Quest’anno si celebra il centenario della nascita di Charles M. Schulz. Lei si è occupato del bookdesigning dell’opera omnia dei Peanuts per Fanthagraphics, qual è l’eredità di Schulz a cent’anni dalla sua nascita?

Amo i Peanuts. Erano davvero importanti per me da bambino e di nuovo poi da giovane fumettista. Ho imparato molto da Schultz e soprattutto ho amato i suoi personaggi, per me sono reali. Non semplici righe sulla carta. Personaggi veri come i migliori personaggi della narrativa migliore in qualsiasi sua forma. L’eredità di Schulz probabilmente durerà ancora un bel po’. I personaggi sono complessi e l’opera continua ad attrarre nuovi lettori. Non durerà per sempre, ma in fondo cosa dura per sempre? Schulz ha fatto qualcosa di unico per i fumetti nei giornali, ha usato la storia della sua vita, la sua storia personale, i suoi sentimenti più profondi, per creare a una striscia. Pochissimi fumettisti l’hanno fatto nella sua epoca. Voglio dire, ci sono delle strisce buone che uscivano sui giornali negli anni di Schulz, ma non si può dire che Beetle Bailey o Blondie avessero molta profondità. Fumetti come Gasoline Alley di Frank King o Krazy Kat di Herriman sono delle vere pietre miliari, vere opere d’arte, ma in qualche modo quello che ha fatto Schulz era più piccolo e più personale di questi due giganti. Spero che il suo lavoro venga visto per il gioiellino che è. Una gemma perfetta e sfaccettata.
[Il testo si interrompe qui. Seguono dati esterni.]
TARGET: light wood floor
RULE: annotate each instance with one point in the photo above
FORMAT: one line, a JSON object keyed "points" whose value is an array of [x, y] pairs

A proposito di eredità, lei ha dedicato George Sprott al collega e connazionale Chester Brown, come mai?

Chester è il mio migliore amico. È una persona molto buona e gli voglio molto bene. Ed è anche un fumettista di gran talento e per me, quando ho cominciato, è stato un mentore. Ha uno o due anni più di me, ma quando eravamo giovani era molto più avanti, artisticamente. Era un vero faro. Ora da anziani dissentiamo parecchio sulla politica e sulla cultura (lui ha sempre torto!) ma rispetto sempre il suo punto di vista e lui accetta le mie critiche e le mie provocazioni con grande umiltà.